[Survey] MLforHPC Benchmarks
ML For HPC Benchmarks
The screenshot bellow shows the materials related to HPC benchmarks. Although most of them are HPC for AI
instead of AI for HPC
.
Implications of Integration of Deep Learning and HPC for Benchmarking
HPC AI500: A Benchmark Suite for HPC AI Systems
A Modular Benchmarking Infrastructure for High-Performance and Reproducible Deep Learning
This benchmark utilize the Open Neural Network Exchange format to store DNN reproducibly. And almost all frameworks support generate this kind of files. So this benchmark could combine them together.
The essence of Deep500 is its layered and modular design that allows to independently extend and benchmark DL procedures related to simple operators, whole neural networks, training schemes, and distributed training. The principles behind this design can be reused to enable interpretable and reproducible benchmarking of extreme-scale codes in domains outside DL.
Benchmark Challenges
- customizability: the ability to seamlessly and effortlessly combine different features of different frameworks and still be able to provide fair analysis of their performance and accuracy.
- metrics: considering performance, correctness, and convergence in shared- as well as distributed-memory environments.
- some metrics can test the performance of both the whole computation and fine-grained elements, for example latency or overhead.
- others, such as accuracy or bias, assess the quality of a given algorithm, its convergence, and its generalization towards previously-unseen data.

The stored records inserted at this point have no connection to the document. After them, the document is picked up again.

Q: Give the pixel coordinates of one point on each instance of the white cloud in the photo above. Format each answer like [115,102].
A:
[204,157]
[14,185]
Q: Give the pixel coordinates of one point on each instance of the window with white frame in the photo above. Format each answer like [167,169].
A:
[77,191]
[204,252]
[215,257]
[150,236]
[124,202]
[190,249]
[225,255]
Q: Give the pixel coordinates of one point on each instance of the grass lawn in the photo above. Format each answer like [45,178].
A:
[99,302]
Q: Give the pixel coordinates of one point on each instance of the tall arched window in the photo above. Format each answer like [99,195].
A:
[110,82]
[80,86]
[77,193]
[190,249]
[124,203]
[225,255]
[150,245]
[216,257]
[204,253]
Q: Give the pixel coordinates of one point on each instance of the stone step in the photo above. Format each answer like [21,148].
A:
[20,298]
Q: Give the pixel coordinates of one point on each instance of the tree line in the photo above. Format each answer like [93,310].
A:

- combine performance and accuracy (time-to-accuracy) to analyze the tradeoffs.
- propose metrics for the distributed part of DL codes: communication volume and I/O latency.
- performance and scalability: the design of distributed benchmarking of DL to ensure high performance and scalability.
- validation: A benchmarking infrastructure for DL must allow to validate results with respect to several criteria. As we discuss in § V, Deep500 offers validation of convergence, correctness, accuracy, and performance.
- reproducibility: the ability to reproduce or at least interpret results.
Design and Implementation of Deep500
The core enabler in Deep500 is the modular design that groups all the required functionalities into four levels:
- “Operators”
- “Network Processing”
- “Training”
- “Distributed Training”
Each level provides relevant abstractions, interfaces, reference implementations, validation procedures, and metrics.